In 2020, the puncheon span work will likely get a bit more demanding. Fourth Connecticut Lake Trail on Nature Conservancy property smack on the Canadian border needs a great number of bog bridges replaced up to and all the way around the two-acre shallow fen (pond) that is the headwaters of the Connecticut River. So many spans are required and so much heavy material needs to be ferried up steep terrain that the Nature Conservancy has been talking with the National Guard to see if a helicopter training operation might be staged in northern Pittsburg so that the materials may be airlifted by chopper from the Hicks Hardware yard at Happy Corner hamlet and flown to the 40-foot wide, endless boundary clearing swath directly on the international boundary.

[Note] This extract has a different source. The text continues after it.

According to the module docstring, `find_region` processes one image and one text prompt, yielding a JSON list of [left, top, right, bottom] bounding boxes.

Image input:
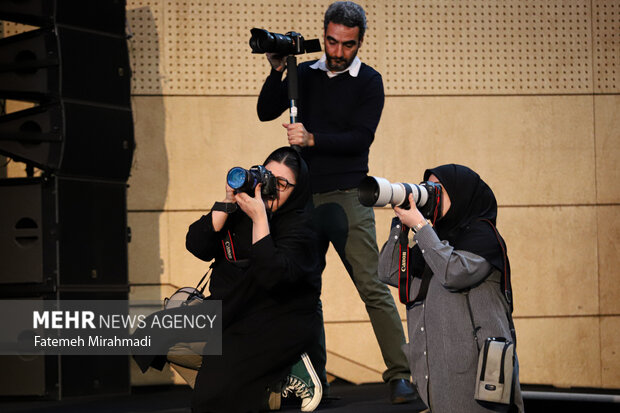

If the timber can be dropped on the border, it would still require a good-size crew and probably a long weekend to pull up the old spans and replace them with the new ones. It is no small project, but a critical one. Keeping hikers from degrading the fragile environment at the headwaters pond is most certainly a high priority for us and the Nature Conservancy.
And it does not get any easier from there. Gadwah Notch is a much loved and rather mysterious environment on the west shoulder of Mt. Muise. There have been bog bridge spans in there since day one, and for good reason. The area drains water very poorly and it did not take long before the Cohos Trail was sopping wet in there soon after the trail was punched through. Puncheon timbers have been cut, top-squared, and spiked into place in Gadwah several times over the years, but now a fair majority really do have to be replaced.
Well fine, but Gadwah Notch is one of the more remote areas on the Cohos Trail. Materials can only be ferried to within about a mile of the location they are needed. That means lots of pressure-treated material will have to be hand-hauled a good distance to make the project feasible. We would like to stay away from felling spruce trees for puncheons for a number or reasons, foremost being that spruce bog bridges in that high and notoriously wet and foggy environment do not last terribly long.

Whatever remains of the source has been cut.